世界遺産と日本/世界の町並み w/IT

世界遺産と日本/世界の個性的な町並みをITを交えた筆致で紹介します。

世界一小さな独立国の、偉大な遺産、バチカン

2005-11-23 15:52:54 | 世界遺産
 今年の4月2日に26年間在位したローマ法王のヨハネ・パオロ2世が亡くなられたのは記憶に新しいところです(写真はそのヨハネ・パオロ2世)。そのローマ法王を国家元首とする世界一面積の小さな国がバチカン市国です。その面積は0.44平方キロで新宿御苑よりも狭い独立国です。

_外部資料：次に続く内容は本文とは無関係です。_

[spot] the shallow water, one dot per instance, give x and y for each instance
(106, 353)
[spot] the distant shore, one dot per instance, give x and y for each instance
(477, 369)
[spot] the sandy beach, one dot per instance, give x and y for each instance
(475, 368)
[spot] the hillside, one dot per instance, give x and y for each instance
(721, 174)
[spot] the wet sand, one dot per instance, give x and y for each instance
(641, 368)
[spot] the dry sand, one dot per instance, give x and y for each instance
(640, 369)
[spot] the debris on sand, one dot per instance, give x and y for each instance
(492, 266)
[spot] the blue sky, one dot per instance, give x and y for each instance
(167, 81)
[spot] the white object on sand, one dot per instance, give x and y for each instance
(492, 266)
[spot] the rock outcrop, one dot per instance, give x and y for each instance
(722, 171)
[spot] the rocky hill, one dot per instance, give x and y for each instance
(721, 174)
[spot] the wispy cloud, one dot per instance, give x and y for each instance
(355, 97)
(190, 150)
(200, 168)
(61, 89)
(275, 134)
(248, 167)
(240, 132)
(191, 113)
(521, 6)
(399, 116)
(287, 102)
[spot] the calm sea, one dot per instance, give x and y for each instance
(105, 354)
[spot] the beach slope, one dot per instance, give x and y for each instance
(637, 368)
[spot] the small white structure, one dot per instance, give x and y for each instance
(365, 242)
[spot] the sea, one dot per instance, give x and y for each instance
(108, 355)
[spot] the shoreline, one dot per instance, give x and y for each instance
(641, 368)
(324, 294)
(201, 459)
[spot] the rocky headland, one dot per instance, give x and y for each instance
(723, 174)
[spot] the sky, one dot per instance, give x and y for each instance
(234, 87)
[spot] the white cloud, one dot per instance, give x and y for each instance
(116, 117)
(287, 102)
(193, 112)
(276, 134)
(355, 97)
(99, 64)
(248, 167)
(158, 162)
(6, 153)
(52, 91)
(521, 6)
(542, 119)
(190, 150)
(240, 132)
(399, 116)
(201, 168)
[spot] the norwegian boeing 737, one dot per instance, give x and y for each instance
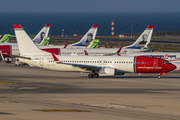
(95, 65)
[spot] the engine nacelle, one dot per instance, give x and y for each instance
(107, 72)
(56, 51)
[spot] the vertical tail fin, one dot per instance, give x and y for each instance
(93, 44)
(45, 41)
(42, 34)
(144, 39)
(88, 37)
(5, 38)
(25, 44)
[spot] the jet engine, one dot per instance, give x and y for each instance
(107, 72)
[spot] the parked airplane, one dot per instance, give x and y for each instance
(96, 65)
(14, 50)
(5, 38)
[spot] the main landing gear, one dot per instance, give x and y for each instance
(95, 75)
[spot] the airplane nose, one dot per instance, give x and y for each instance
(172, 67)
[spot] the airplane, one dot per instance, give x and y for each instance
(95, 65)
(172, 57)
(14, 50)
(45, 41)
(5, 38)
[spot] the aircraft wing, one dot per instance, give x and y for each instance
(20, 57)
(86, 67)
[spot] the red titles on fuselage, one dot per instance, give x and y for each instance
(56, 51)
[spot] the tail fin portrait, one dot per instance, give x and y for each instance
(5, 38)
(94, 44)
(42, 34)
(144, 39)
(88, 37)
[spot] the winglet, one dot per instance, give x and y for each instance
(95, 26)
(17, 26)
(119, 51)
(47, 25)
(150, 27)
(65, 46)
(55, 58)
(85, 52)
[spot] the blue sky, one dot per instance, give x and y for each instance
(89, 5)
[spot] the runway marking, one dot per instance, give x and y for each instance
(98, 109)
(28, 88)
(31, 92)
(60, 110)
(8, 83)
(108, 105)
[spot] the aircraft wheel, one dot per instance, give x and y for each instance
(96, 75)
(90, 75)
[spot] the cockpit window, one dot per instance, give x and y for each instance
(165, 62)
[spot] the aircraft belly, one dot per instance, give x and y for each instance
(63, 67)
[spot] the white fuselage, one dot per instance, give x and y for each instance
(80, 51)
(47, 62)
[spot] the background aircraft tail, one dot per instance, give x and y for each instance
(94, 44)
(42, 34)
(88, 37)
(25, 44)
(144, 39)
(45, 41)
(5, 38)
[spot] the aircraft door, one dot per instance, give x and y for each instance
(41, 61)
(155, 63)
(104, 62)
(131, 51)
(100, 62)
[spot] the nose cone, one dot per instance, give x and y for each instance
(171, 67)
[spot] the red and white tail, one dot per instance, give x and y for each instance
(42, 34)
(25, 44)
(88, 37)
(144, 39)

 国の収入は観光と信者からの寄付とのことですが、放送局、新聞社、郵便局それに銀行もあり独自の紙幣の発行も行っています。ただ、イタリアの紙幣も使用でき、観光客はイタリア紙幣を使って美しい切手をお土産に買っているようです。
 一方、大出力を誇る放送局の方は、短波を使って世界の数多くの言語によりカソリック布教の番組放送を行っています。昨年の3月までは日本語のプログラムもありましたが、経費の削減のために他のいくつかの言語プログラムとともに廃止されてしまいました。いまからウン十年前に、一般のラジオで聞こうとしましたが、ヨーロッパのかなたから届く電波なので、なかなか受信できなくてベリカード(その放送局を受信したことを証明するカード)はもらい損ねました。

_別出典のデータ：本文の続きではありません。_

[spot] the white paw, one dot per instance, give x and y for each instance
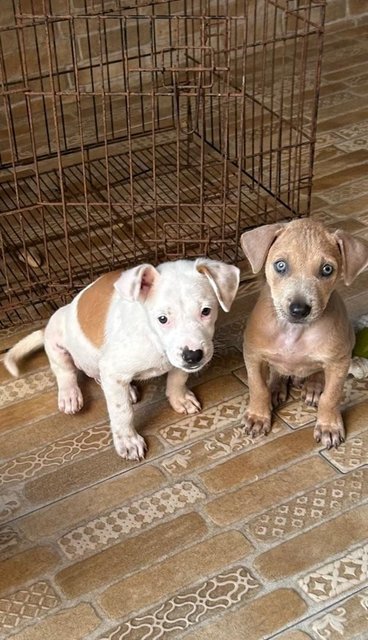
(131, 447)
(70, 399)
(187, 403)
(134, 393)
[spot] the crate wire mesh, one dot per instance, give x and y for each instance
(148, 130)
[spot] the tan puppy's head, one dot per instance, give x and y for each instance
(303, 261)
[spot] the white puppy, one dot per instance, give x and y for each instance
(134, 325)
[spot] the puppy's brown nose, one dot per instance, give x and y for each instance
(192, 357)
(299, 310)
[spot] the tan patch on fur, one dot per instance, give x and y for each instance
(93, 306)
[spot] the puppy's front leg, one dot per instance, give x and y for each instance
(180, 397)
(128, 443)
(329, 427)
(257, 419)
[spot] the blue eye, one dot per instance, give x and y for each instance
(327, 270)
(280, 266)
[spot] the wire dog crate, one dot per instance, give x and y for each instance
(147, 130)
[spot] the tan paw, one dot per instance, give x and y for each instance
(255, 424)
(131, 447)
(329, 435)
(187, 403)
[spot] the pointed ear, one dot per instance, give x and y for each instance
(257, 242)
(354, 254)
(224, 279)
(137, 283)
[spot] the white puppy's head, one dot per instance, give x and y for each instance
(181, 300)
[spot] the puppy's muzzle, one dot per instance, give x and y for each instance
(299, 311)
(191, 358)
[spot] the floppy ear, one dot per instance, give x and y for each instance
(256, 243)
(137, 283)
(224, 279)
(354, 254)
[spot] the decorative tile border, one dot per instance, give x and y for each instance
(190, 607)
(109, 528)
(220, 445)
(351, 454)
(347, 621)
(354, 391)
(55, 454)
(8, 538)
(302, 512)
(27, 604)
(335, 578)
(224, 414)
(26, 387)
(346, 192)
(9, 504)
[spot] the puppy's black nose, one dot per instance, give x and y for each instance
(192, 357)
(299, 310)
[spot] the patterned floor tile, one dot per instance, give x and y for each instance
(225, 414)
(273, 488)
(107, 529)
(9, 505)
(72, 623)
(23, 388)
(220, 445)
(296, 414)
(310, 508)
(335, 578)
(158, 582)
(258, 619)
(346, 192)
(27, 604)
(54, 455)
(9, 538)
(311, 548)
(189, 607)
(351, 454)
(347, 620)
(131, 555)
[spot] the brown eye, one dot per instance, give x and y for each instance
(327, 270)
(280, 266)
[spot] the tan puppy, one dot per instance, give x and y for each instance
(299, 326)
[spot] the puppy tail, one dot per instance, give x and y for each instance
(25, 346)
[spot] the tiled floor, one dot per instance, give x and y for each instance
(213, 536)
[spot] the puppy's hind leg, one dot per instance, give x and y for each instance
(278, 386)
(180, 397)
(312, 388)
(70, 399)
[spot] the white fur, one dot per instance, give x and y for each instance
(137, 345)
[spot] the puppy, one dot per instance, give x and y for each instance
(134, 325)
(299, 326)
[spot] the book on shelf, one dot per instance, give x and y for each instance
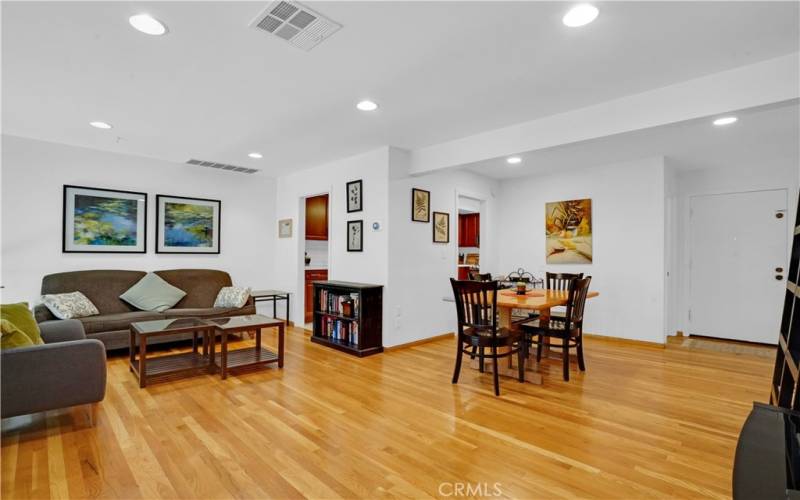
(339, 330)
(334, 303)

 世界遺産のサン・ピエトロ大寺院は帝政ローマ時代に殉教した聖ペテロ(ピエトロ)の墓の上に建てられたとされており、現在の建物はルネッサンス華やかりし頃の16世紀に建築が開始され100年以上もかけて完成されたものです。建物の中心に位置するサン・ピエトロ広場に立つと、広場を囲むような両翼の回廊の大きさに圧倒されます。回廊を支える真っ白な列柱は3本一組が一点を中心にして放射状に並んでいます。広場のこの中心位置に立ってみると、柱が完全に重なって、柱の数が本来の本数の1/3に減って見えてしまいます。

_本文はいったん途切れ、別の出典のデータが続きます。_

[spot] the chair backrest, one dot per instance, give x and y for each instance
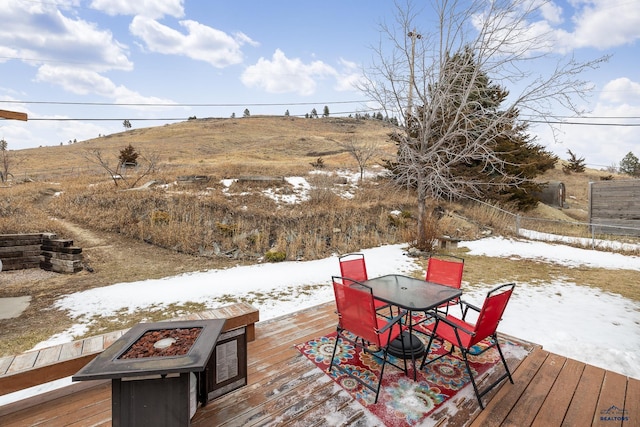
(353, 267)
(445, 271)
(491, 312)
(356, 309)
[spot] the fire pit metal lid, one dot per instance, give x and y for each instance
(107, 365)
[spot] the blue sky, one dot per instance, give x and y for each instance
(290, 55)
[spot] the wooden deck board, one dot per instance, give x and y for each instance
(632, 404)
(583, 406)
(286, 389)
(557, 401)
(540, 386)
(612, 395)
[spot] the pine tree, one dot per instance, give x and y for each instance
(630, 165)
(471, 106)
(575, 163)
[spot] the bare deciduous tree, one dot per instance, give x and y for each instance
(362, 152)
(145, 166)
(7, 161)
(443, 123)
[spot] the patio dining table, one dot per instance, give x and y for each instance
(413, 295)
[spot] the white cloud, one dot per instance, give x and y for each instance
(84, 82)
(349, 77)
(551, 12)
(622, 90)
(58, 38)
(284, 75)
(148, 8)
(201, 42)
(600, 24)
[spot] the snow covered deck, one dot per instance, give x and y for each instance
(284, 388)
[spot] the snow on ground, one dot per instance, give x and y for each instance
(578, 322)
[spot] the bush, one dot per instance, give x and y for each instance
(275, 256)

 付属のバチカン美術館は世界3大美術館の一つで、バロック芸術の宝庫です。1日かけても見切れないほどボリュームのある美術館ですが、筆者は閉門時間にせきたてられ駆け足で回らなければならなかったのが残念です。中でも圧巻はシスティナ礼拝堂の壁画で、ミケランジェロの「最後の審判」と「天地創造」が描かれています。「天地創造」の「アダムの創造」の絵ではアダムと神とが指を差し出しあっていて、ETの有名なシーンはこの絵をヒントにしたのではないかとも思います。これらの壁画は礼拝堂の上のほうに描かれているので、立って見ていると首が疲れます。「床に座らないように!」との注意書きがあったように思いますが、いっそ床に寝転がって見たくなります。
 バチカンの放送を始め、かつては各国が短波放送で数多くの言語による放送を行っていましたが、最近は減ってきたように思います。広報、宣伝の媒体がWebに移ってきたからでしょうか。